And today my heart is hurting again. An early morning call from a manager asking me to come to the office. I could tell something was wrong and leapt out of bed, pulling on my clothes. Running down the corridor with mamas in tears all along it, asking 3, 4, 5 times “what happened?” “who is it? ” with mamas too distraught to answer me. I looked at the Tumbleform chairs and said “Yusuphu?” and they nodded and pointed to the office. Yusuphu lay there, washed and laid out in the back office, cold and rigid under a white sheet. Just shy of four years old, a smiley great big character of a boy with cerebral palsy and a few other issues, was even more beautiful in death and his arms and legs, usually bent by constant muscle spasms, were finally straight. I sat on the floor with him, just sobbing, for the short life extinguished in a few minutes by a massive seizure.
A short life but, aside from the fevers and painful spasms that punctuated it, a life in which he looked for joy and loved every opportunity he had to share time and happiness with people.
Its a bit of a cliche to do the ‘what did I learn from him?’ but seriously he was a great teacher without realising it .
I have slowed down a lot but sometimes I still get very impatient in Tanzania with the time it takes for things to happen. Yusuphu, along with the other more severely disabled children at the Baby Home, taught me more about patience than anything else. Sometimes it took 20 minutes to eat 2 cups of food. Sometimes it took 5 minutes to move 12 inches across a mat. Sometimes it took 4 minutes for him to co-ordinate all the muscles it took to raise his head up and keep it up long enough to look at everyone in the garden . Sometimes it took a whole minute to form a word and get it out. But when he got there, when he accomplished, the joy on his face was awesome.
What do you do when you get up in the morning? You open your eyes, stand up, walk to the bathroom. Imagine waking up and not being able to walk. Imagine trying to shower but not being able to turn on the water alone. Imagine going through life seeing everything differently, and nobody really understands you. We take things for granted all the time. We take being able to communicate feelings for granted. What if you could not tell your mum that you loved her? What if you couldn’t run and play with other children? Yusuphu was clever – a brain much less affected than the rest of the body he was trapped in, he loved to join in any games and was heartbroken when he was left out or was not able to do what they could. And it hurt my heart to watch his pain and frustration. Do not take things for granted because someone would love to be able to do things by themselves.
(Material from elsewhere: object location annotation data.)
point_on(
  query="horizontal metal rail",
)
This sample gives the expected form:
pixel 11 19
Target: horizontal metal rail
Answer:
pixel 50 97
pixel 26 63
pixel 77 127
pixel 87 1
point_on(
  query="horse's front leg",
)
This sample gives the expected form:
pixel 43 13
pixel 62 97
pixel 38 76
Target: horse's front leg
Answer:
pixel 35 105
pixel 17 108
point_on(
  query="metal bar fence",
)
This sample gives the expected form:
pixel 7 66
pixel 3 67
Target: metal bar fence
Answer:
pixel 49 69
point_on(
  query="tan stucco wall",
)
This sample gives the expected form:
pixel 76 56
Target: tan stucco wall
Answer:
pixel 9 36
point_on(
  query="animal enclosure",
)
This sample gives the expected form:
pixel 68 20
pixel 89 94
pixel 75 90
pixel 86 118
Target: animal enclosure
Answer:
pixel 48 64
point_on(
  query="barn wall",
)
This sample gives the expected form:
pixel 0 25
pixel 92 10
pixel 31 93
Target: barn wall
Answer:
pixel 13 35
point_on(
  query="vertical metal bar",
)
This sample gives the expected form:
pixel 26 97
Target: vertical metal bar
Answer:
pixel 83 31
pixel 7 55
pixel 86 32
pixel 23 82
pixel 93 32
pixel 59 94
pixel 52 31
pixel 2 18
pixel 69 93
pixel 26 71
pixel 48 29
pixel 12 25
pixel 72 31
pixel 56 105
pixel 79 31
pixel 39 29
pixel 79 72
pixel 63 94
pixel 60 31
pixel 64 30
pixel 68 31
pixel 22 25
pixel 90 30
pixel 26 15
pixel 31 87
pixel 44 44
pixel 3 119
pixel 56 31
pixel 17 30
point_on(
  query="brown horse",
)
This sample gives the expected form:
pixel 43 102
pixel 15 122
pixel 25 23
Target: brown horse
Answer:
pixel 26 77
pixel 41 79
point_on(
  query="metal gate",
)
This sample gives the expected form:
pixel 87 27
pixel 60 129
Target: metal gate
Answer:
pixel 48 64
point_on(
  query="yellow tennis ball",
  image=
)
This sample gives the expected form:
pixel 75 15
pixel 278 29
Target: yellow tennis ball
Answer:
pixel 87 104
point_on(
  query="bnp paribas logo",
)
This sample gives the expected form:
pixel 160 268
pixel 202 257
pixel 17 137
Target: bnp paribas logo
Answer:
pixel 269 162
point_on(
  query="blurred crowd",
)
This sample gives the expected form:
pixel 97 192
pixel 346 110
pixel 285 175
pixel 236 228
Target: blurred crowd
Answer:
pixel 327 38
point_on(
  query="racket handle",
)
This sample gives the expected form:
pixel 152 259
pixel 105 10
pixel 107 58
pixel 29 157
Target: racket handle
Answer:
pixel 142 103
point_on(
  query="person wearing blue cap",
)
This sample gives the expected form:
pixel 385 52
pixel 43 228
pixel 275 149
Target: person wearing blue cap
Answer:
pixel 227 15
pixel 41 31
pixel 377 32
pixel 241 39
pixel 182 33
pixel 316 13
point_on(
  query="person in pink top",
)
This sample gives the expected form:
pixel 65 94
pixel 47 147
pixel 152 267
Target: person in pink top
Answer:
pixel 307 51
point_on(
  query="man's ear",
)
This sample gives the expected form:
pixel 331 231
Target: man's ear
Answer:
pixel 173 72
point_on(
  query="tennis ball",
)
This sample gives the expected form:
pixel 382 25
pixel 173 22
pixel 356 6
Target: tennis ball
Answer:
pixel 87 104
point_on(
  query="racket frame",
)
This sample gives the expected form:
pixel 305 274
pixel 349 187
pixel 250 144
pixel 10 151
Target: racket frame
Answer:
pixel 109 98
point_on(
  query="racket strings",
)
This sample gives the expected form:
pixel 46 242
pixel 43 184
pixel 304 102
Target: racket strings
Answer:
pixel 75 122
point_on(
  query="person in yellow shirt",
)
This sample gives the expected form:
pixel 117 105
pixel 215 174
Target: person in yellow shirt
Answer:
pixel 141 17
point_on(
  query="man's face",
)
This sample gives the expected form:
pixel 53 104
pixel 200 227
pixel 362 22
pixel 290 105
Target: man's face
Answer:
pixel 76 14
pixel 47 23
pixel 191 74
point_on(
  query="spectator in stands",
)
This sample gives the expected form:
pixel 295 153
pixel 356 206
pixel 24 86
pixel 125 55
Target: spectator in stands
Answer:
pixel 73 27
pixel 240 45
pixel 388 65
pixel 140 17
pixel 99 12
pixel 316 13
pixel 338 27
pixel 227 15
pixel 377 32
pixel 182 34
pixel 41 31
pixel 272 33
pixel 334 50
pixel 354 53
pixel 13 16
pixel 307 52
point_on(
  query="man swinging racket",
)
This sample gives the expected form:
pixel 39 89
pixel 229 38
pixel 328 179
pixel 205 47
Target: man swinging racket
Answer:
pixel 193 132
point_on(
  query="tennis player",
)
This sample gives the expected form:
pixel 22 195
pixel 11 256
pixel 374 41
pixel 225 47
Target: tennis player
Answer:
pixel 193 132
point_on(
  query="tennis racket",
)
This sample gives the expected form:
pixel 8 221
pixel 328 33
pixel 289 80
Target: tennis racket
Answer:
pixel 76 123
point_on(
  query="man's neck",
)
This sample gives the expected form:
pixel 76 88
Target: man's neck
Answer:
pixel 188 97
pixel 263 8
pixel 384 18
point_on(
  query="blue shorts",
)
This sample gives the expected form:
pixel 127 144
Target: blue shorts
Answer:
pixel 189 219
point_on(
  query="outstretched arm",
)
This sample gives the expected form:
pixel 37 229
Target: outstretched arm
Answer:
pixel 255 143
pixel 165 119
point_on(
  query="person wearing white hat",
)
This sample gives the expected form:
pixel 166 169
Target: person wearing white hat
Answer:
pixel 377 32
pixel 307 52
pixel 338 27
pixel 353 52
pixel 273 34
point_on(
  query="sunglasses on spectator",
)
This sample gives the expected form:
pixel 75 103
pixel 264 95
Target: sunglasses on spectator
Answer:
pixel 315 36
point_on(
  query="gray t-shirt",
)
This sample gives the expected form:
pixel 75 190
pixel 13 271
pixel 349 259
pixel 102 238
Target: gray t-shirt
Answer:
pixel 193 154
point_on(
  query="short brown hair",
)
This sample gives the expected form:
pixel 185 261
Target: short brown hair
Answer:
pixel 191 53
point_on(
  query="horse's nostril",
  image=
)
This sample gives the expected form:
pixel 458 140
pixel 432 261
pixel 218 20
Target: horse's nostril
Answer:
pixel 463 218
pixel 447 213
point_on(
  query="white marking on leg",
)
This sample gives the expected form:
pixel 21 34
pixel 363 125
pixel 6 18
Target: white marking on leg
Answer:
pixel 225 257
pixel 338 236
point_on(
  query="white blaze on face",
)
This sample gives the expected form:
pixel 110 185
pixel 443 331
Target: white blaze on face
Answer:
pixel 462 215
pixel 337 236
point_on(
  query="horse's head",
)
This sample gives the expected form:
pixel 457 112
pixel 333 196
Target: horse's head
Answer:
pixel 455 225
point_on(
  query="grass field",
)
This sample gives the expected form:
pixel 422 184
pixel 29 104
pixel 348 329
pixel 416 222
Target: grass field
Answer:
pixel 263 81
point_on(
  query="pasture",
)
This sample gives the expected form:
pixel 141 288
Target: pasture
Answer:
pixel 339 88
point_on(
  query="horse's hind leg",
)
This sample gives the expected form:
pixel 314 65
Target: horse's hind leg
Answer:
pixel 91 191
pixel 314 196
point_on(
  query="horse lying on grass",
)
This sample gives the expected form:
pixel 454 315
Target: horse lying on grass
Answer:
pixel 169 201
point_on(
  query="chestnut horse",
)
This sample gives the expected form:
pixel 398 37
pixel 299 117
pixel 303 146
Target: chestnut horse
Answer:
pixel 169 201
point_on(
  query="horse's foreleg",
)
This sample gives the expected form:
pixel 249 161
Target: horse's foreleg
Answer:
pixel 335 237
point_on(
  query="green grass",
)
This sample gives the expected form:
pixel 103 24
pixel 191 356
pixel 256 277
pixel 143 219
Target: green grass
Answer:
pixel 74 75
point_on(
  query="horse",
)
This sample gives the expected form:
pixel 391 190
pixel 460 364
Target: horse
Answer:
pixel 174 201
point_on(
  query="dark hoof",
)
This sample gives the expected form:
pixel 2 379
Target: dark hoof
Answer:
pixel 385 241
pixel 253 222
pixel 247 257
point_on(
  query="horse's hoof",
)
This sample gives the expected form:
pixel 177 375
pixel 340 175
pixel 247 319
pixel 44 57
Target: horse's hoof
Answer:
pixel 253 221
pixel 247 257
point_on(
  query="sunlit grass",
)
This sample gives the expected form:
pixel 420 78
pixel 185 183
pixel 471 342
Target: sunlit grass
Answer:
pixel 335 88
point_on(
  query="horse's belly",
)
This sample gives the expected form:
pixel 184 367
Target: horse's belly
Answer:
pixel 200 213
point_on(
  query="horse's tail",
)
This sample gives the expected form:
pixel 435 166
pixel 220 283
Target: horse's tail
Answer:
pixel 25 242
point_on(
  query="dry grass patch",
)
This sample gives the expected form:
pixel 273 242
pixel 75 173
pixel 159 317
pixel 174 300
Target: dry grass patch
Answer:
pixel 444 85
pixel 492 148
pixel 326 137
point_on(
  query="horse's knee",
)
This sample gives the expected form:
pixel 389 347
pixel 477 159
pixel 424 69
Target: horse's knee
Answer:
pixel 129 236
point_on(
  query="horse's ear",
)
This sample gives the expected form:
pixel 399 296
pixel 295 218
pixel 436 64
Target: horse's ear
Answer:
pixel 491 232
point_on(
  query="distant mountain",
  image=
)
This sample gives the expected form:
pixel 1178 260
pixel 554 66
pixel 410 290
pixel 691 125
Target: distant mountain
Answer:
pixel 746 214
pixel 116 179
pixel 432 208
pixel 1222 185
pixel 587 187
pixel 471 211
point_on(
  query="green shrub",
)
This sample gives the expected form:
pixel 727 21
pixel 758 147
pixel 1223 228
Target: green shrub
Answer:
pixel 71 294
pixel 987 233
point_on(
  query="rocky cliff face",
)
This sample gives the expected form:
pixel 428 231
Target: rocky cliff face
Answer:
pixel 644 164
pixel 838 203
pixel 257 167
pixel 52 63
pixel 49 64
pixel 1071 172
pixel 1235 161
Yusuphu was mainly non-verbal. He was very good at expressing his choices through his eyes and expressions. You just had to slow down and watch carefully. In the last few months though, we were working with his language and he had just started springing whole words on us when we least expected it. “Yummy” was the last word I heard him say – about a cup of banana and peanut for snack. But actions still speak louder than words and teaching the other kids to do the high fives as well as saying hello and hugging him to show they were pleased to be with him was so worth it to see his face. And to watch him very slowly move his hand to hold on to Blessing, who has microcephaly and does not have as much control over herself, showed how much he used actions when he didn’t have the words himself.
And Yusuphu never gave up. He concentrated so hard to lift himself and to make movements. Almost crying with exhaustion but not giving up until he’d achieved it. And I cried with joy too when he finally managed to do it.
He changed my life without even realising he changed it.
So a few hours after he died, we walk, along with many mamas and guards who came in on their day off, in silence up the hill. This is the quietest this group of people ever are – on the walk to bury a child (see Feona’s Journey and For Others) . The sun blazing down on the parched cemetery up the hill, overlooking the lake, and all raising their voices in harmony to sing and to cry and to put the small coffin in the ground.
Finally free of pain. High five, PhuPhu!